Been thinking about getting a graduate degree? Here is some advice for entrepreneurs and technology professionals. For the perspective of this article, the focus will be on MBA vs. MS in a technology related field such as computer science or information systems. Other graduate programs may be relevant to your career but if you have to explain your degree to people, it probably will not mean much to them.
Perhaps the most important aspect of the MBA degree is where you got it. If possible, select a top 50 business school or at least the top regional business school in your current location. In general, avoid the for-profit / on-line schools. Having taught in those programs, they lack rigor, credibility, prestige, and most importantly the immediate networking with other business leaders. While the MS degree is less susceptible to the prestige critique compared to an MBA, you still need to seek a respected program.
Which degree is better? Consider a sports analogy. In an MBA program, students receive a solid foundation in all aspects of business. MBA graduates emerge as talented athletes trained and capable of performing well in any sport as they have a foundation in all of the relevant disciplines. Conversely, graduates from an MS program have been focusing in one specific area becoming an expert or, keeping with the sports analogy, a specialist. An athlete can be expected to do well in most positions while the expectations for the specialist are to be really good at the one position.
To the entrepreneur: Knowing nothing more than you are a small business owner, I would say get an MBA. The MBA is definitely a popular degree and will provide insights into accounting, marketing, technology, and finance which helps when growing a business.
Unless your entrepreneurial endeavors include consulting, a graduate degree in technology might not be the best fit. There are no technologies that a motivated entrepreneur cannot learn either through self-study or by taking a course.

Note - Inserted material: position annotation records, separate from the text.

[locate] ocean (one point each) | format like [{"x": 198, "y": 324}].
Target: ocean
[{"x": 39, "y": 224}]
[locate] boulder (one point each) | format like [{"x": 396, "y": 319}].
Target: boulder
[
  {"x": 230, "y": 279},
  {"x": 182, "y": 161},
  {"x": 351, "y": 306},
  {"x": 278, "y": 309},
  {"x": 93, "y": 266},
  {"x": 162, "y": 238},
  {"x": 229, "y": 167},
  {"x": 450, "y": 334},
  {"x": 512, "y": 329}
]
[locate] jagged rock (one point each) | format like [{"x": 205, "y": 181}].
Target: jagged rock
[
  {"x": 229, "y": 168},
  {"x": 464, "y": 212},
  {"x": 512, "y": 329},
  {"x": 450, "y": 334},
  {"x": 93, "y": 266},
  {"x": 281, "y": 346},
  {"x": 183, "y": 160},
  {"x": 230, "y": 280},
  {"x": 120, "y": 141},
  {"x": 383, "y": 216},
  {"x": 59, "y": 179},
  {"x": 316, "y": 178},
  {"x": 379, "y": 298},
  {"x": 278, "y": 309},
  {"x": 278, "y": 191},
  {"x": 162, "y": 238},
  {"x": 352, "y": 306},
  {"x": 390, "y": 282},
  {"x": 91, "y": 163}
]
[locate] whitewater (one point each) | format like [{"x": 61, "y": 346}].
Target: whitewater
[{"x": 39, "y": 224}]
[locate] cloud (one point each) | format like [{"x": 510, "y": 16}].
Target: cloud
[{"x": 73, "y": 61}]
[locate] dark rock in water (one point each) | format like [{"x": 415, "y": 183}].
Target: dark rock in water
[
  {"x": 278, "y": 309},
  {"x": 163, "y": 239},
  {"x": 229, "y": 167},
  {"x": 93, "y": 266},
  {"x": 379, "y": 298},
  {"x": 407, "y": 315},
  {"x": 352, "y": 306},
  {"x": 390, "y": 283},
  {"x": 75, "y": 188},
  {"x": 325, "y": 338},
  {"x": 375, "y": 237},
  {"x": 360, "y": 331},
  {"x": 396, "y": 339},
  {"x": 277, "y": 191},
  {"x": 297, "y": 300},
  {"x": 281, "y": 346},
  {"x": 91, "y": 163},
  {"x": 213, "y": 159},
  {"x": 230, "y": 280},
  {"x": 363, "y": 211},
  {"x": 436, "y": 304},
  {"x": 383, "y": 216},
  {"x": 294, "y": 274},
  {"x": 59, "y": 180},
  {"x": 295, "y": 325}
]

If you are a determined entrepreneur, you might not find what you are looking for in any graduate program. Most business schools have been slow to embrace entrepreneurship and focus on producing graduates headed toward corporate positions.
To the technology professional: Select the degree that best supports your personal brand and professional image. While there are always exceptions, the MBA is the de facto prerequisite for certain C-level and management positions. See yourself sitting in a big corner office someday? Then the MBA may be best for you. If this is the case, then focus on the prestige of the degree. Cater your preparations and application process for the top programs.
If your personal brand is more of a technologist, strongly consider the MS in technology. Unlike your undergraduate experience, the MS program will have a direct focus on your major concentration. The pedagogical relationship with professors in a MS program is much stronger and can involve publishing research in your field. A MS in technology portrays an image that you are an expert.
All that said; go get the degree you want. There are no guaranteed paths to success and nothing says you can’t pivot with market changes. Most popular graduate programs have evening and/or weekend classes to meet the needs of working professionals. Consider where you are and where you want to be. Seek advice from a trusted mentor along with input from colleagues in your field.